Il explique ainsi que pour les années à venir, deux autres objectifs sont à l'ordre du jour: augmenter l'infrastructure, notamment grâce aux nouveaux quais, à la gare Howald, Pfaffenthal, le tram... mais aussi proposer une nouvelle conception d'horaires. «Doit-on revoir notre cadencement? Faut-il supprimer des trains? Nous étudions tout cela»

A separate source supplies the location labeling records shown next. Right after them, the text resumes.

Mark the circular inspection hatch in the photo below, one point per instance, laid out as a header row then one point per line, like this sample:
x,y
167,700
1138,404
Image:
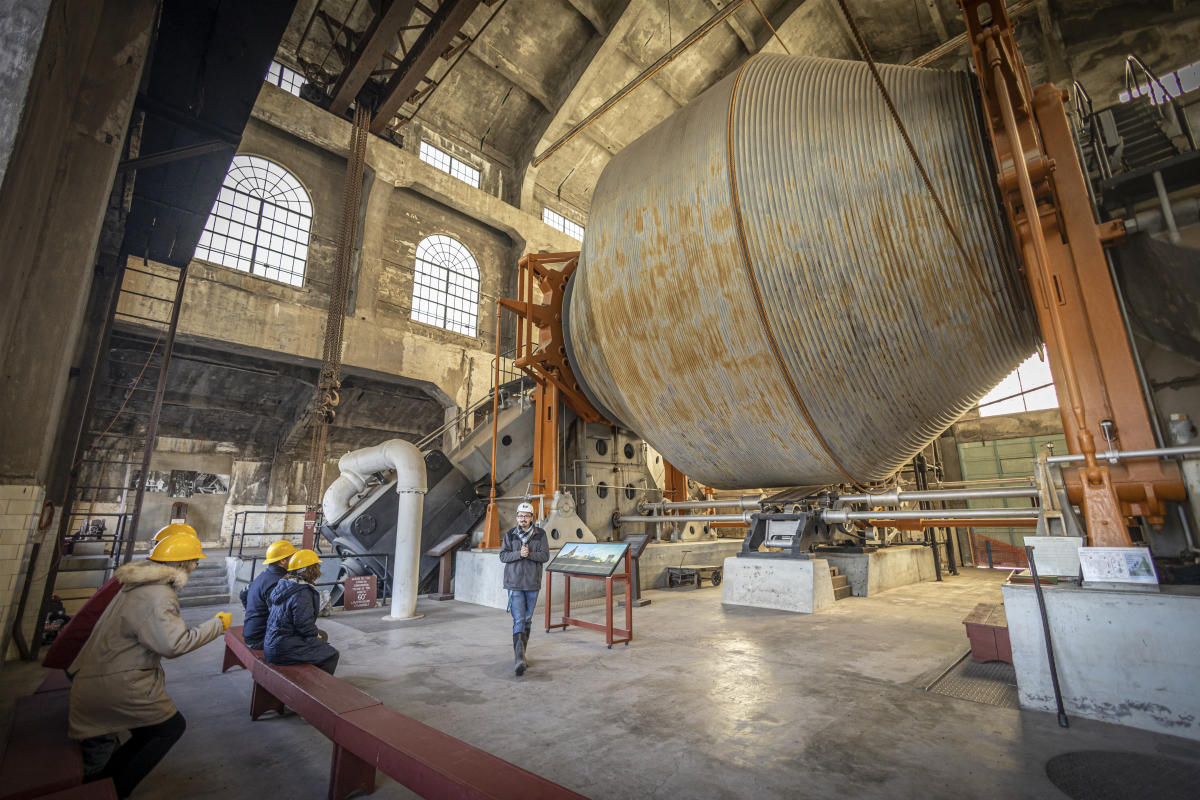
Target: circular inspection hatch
x,y
1117,775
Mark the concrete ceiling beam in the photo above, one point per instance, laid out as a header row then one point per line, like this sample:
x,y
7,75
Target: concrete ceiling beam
x,y
445,24
378,38
591,11
516,77
738,29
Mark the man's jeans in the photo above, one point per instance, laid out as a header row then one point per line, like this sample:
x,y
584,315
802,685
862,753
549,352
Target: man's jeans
x,y
521,605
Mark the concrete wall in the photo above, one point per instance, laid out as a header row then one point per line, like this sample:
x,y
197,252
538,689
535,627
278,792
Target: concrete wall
x,y
1127,657
22,24
58,176
408,200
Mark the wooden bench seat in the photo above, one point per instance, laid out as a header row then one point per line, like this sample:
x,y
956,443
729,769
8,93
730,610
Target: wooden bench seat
x,y
37,756
435,764
94,791
315,695
367,737
238,651
988,631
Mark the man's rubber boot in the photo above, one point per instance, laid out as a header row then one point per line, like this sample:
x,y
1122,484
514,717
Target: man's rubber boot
x,y
519,663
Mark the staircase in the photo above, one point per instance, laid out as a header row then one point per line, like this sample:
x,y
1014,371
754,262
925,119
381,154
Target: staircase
x,y
209,585
840,583
1140,139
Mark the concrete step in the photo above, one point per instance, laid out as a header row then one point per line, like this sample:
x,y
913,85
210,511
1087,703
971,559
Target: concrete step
x,y
81,579
191,601
204,582
90,548
76,563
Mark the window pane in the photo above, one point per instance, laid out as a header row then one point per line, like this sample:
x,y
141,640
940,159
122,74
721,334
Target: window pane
x,y
445,286
245,229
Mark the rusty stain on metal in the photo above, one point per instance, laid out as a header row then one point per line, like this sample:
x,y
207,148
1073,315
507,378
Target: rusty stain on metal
x,y
882,337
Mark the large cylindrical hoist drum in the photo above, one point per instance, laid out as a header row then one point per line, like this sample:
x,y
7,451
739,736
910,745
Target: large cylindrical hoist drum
x,y
767,292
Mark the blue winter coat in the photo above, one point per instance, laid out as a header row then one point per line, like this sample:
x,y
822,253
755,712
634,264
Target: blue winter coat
x,y
292,625
258,605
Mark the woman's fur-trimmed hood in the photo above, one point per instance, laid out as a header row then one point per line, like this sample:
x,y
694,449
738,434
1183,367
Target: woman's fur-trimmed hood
x,y
139,573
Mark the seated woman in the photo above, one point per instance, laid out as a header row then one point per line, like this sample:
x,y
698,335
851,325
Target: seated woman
x,y
118,677
292,635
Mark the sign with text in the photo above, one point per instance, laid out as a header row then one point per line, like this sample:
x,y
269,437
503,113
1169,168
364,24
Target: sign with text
x,y
1117,565
1056,554
360,591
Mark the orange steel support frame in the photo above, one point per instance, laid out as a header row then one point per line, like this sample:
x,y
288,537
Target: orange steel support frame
x,y
543,356
1045,197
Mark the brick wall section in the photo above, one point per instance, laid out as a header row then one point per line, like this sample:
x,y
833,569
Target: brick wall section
x,y
19,506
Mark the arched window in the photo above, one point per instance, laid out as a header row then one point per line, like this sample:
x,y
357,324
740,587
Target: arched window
x,y
445,286
259,222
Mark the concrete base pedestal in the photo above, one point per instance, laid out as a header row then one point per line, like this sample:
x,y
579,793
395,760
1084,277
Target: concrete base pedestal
x,y
801,585
1127,657
869,573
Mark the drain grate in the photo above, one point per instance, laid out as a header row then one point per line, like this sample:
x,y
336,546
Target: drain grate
x,y
993,683
1116,775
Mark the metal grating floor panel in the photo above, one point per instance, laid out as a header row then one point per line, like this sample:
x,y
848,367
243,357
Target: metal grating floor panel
x,y
993,683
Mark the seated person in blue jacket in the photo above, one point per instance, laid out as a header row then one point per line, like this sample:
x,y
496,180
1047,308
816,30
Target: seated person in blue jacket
x,y
292,635
256,597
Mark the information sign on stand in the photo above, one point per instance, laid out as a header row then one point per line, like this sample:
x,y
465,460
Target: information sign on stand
x,y
1117,565
592,561
359,593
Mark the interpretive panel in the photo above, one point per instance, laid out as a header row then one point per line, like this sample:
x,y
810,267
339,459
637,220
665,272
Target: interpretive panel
x,y
1117,565
588,558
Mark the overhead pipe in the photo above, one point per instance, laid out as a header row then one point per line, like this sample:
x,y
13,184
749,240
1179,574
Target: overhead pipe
x,y
689,517
1122,455
895,497
355,468
832,516
744,504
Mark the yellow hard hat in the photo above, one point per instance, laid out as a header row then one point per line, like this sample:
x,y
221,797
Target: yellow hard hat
x,y
301,559
175,528
178,547
279,551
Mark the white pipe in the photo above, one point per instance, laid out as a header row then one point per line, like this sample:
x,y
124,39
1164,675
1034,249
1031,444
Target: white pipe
x,y
406,459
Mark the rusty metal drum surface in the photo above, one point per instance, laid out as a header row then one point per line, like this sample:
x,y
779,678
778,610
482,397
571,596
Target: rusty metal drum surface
x,y
766,292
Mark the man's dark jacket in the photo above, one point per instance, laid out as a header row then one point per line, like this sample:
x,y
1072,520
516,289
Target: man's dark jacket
x,y
258,605
292,625
523,573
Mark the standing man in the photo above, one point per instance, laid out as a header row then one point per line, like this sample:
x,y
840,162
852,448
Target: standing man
x,y
523,551
256,597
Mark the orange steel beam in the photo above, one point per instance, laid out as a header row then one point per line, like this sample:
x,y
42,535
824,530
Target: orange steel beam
x,y
545,445
545,358
1045,198
921,524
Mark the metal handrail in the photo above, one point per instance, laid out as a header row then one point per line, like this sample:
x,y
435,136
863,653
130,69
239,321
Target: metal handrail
x,y
1089,124
1134,89
244,516
382,587
509,372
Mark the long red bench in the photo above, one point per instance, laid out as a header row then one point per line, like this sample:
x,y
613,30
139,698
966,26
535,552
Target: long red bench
x,y
39,759
367,737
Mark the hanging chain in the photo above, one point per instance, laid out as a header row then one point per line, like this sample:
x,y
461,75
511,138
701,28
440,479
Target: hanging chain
x,y
330,380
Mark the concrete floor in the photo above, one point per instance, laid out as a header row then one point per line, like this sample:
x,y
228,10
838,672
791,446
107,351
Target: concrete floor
x,y
707,702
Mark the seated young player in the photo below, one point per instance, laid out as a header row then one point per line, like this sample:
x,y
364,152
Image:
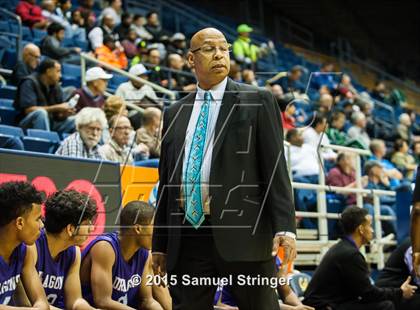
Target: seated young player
x,y
225,300
116,266
20,225
68,222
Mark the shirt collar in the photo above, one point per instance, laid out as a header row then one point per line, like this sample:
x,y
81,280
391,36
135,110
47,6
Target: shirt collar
x,y
217,91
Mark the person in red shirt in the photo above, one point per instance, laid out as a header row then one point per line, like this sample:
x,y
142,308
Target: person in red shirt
x,y
31,14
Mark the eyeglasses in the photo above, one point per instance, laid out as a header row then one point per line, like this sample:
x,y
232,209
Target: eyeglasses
x,y
123,128
211,49
93,129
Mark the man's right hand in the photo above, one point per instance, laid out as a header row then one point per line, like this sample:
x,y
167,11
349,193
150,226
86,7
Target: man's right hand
x,y
159,264
408,289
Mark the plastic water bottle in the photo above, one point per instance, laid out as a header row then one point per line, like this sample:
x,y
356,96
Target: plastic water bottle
x,y
73,101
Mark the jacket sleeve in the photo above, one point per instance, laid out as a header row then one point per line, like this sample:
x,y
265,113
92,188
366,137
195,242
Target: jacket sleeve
x,y
278,189
160,230
356,274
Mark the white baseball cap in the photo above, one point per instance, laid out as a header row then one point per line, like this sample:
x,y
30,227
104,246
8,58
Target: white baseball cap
x,y
97,73
138,69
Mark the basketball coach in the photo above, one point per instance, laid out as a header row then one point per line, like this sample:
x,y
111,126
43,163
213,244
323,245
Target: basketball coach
x,y
225,200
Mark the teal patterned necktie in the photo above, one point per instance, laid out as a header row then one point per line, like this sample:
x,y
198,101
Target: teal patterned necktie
x,y
194,206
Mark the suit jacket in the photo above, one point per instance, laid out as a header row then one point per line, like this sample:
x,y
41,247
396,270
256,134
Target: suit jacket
x,y
251,195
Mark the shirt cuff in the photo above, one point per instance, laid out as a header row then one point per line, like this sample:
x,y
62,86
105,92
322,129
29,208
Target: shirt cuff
x,y
287,234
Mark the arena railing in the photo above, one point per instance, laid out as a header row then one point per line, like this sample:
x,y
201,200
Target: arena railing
x,y
84,58
18,35
323,243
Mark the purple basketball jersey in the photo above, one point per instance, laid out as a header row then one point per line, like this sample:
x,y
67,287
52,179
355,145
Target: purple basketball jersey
x,y
52,272
126,276
10,273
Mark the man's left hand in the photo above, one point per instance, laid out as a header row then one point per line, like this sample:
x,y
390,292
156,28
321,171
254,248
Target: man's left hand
x,y
289,246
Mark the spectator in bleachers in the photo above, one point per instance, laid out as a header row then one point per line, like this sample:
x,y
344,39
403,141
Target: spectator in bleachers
x,y
40,101
112,53
379,92
149,132
56,14
304,160
134,91
154,27
322,78
344,175
51,45
341,281
404,127
358,130
115,105
124,27
416,152
90,122
378,179
325,103
398,268
290,82
403,160
87,13
31,14
179,81
248,77
130,44
118,147
378,149
244,51
92,95
335,131
106,28
153,63
287,117
177,44
31,56
312,135
114,10
138,24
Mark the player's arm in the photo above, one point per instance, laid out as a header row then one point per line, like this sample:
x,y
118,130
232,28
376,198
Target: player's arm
x,y
31,280
72,289
103,257
146,299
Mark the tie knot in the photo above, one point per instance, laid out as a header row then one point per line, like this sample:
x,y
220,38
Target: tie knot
x,y
207,96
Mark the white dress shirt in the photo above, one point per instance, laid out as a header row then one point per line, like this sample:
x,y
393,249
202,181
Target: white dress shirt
x,y
217,93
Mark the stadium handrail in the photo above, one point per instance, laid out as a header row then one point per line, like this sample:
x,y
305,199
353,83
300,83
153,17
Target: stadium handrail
x,y
86,57
18,36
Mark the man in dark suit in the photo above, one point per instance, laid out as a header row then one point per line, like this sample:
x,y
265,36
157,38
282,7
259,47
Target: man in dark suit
x,y
225,201
341,281
415,225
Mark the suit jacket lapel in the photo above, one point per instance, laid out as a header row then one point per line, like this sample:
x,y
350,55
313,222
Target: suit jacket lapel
x,y
227,108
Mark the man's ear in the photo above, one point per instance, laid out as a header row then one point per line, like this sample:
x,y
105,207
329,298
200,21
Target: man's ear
x,y
190,59
20,223
70,230
138,229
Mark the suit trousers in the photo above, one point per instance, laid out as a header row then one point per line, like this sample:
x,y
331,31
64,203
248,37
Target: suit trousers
x,y
199,259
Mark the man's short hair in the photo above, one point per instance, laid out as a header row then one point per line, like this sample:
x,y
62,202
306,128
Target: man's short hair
x,y
16,199
46,64
53,28
89,115
319,119
375,144
67,207
351,218
136,212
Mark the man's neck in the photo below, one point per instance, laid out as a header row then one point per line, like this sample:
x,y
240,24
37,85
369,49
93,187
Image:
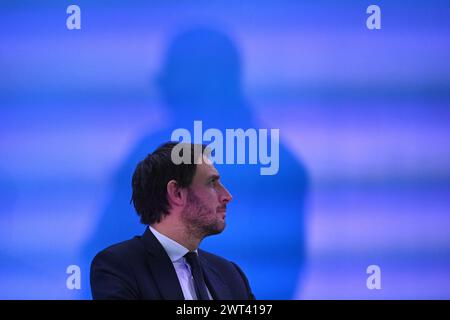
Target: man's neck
x,y
179,234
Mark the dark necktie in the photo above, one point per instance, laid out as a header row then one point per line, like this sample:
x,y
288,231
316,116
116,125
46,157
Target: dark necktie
x,y
197,273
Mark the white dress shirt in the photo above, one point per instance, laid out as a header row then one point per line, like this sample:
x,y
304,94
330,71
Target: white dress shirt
x,y
176,253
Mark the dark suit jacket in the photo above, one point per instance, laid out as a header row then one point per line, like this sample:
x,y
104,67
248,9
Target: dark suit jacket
x,y
141,269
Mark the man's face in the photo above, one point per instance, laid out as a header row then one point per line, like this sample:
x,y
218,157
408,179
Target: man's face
x,y
204,213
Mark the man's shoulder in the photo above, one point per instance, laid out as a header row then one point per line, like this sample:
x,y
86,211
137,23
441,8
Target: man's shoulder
x,y
127,250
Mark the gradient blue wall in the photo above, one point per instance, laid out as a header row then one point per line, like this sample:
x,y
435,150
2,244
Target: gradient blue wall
x,y
366,114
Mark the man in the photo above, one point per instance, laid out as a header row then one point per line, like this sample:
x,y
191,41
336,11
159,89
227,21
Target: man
x,y
181,204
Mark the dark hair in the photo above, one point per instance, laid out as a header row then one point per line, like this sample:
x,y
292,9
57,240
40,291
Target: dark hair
x,y
150,180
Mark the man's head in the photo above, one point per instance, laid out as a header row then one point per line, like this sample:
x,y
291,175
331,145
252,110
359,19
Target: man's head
x,y
188,194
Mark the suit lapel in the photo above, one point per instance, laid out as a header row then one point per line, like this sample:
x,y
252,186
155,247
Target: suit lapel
x,y
217,287
162,269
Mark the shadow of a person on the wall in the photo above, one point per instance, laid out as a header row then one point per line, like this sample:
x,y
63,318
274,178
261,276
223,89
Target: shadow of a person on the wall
x,y
202,80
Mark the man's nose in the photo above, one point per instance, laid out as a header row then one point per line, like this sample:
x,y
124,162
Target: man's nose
x,y
226,195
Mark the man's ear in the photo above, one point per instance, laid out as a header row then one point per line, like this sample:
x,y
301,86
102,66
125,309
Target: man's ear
x,y
175,194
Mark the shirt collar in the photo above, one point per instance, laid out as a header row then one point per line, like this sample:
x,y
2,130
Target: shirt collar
x,y
174,250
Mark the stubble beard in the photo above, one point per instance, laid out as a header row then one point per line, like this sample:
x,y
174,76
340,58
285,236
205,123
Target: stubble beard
x,y
201,221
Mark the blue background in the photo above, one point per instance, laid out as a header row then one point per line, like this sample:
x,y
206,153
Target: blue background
x,y
364,119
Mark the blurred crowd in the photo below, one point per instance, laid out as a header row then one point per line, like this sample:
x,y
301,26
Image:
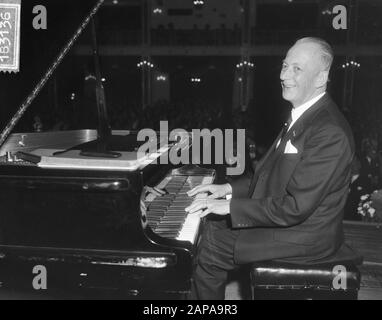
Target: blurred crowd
x,y
200,114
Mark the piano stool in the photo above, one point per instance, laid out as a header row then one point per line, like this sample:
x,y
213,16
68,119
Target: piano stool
x,y
272,280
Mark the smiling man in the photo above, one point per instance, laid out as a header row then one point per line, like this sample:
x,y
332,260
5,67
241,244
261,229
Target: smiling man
x,y
292,207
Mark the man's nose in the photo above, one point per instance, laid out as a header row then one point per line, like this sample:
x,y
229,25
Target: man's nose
x,y
285,74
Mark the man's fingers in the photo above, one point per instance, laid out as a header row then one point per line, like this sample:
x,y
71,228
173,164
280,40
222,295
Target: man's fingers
x,y
198,189
196,206
160,191
205,213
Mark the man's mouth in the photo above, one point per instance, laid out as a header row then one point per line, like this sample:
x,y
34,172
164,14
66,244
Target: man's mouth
x,y
287,86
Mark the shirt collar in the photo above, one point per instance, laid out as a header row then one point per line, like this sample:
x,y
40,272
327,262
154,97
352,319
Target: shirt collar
x,y
297,112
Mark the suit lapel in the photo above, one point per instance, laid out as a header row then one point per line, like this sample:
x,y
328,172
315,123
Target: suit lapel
x,y
298,127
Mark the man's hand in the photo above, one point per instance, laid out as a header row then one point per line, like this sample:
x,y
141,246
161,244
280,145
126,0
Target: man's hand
x,y
220,207
216,191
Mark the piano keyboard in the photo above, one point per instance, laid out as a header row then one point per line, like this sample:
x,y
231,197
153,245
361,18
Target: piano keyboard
x,y
166,215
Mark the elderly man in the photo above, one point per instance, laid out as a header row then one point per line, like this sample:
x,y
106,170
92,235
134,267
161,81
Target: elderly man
x,y
292,208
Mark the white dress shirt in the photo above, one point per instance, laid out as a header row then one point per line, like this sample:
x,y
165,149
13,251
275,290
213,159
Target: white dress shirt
x,y
299,111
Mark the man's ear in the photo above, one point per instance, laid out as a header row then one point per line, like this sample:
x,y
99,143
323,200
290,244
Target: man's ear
x,y
322,79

«Ce qu'il faut comprendre, c'est que la gare de Luxembourg fonctionne comme un métro. Tout passe par là, tous les trains du pays. Et depuis 10 ans, on note une augmentation de fréquentation de près de 5% chaque année. Il faut pouvoir canaliser tout cela».

Le Luxembourg envisage également de mettre un place un nouveau système de télé-affichage en temps réel avec les arrêts précis effectués par chaque train, mais aussi leur disposition précise avec notamment les zones pour les vélos. «Nous voulons vraiment communiquer davantage avec les usagers» martèle Emmanuel Scarpone.

Des usagers sceptiques face aux promesses du Grand-Duché

Dans la salle, le doute plane. Une question, récurrente sur les réseaux sociaux, est alors posée au représentant des CFL. «On voit souvent des trains CFL doubler les trains frontaliers le matin pour accéder à la gare. C'est normal ou bien vous privilégiez les Luxembourgeois aux Français?» Rires dans la salle, sourire de la part d'Emmanuel Scarpone.

«Aucun train n'est privilégié. Simplement, quand un train est en retard, il reste en retard. Si un train venant d'Esch/Alzette par exemple est à l'heure, forcément le train en retard le laisse passer».

Quid des nouveaux projets mis en place au Luxembourg pour l'an prochain et jusqu'en 2022? Là encore, des usagers perplexes face aux explications de l'agent des CFL qui explique point par point les innovations à venir. «C'est bien beau vos nouvelles gares et votre tram mais au final, quel gain de temps ça va nous faire tout ça? Parce qu'il faut changer de moyens de transport à chaque fois...» Silence et sourire gêné des CFL: c'est sûr, il y a encore du boulot.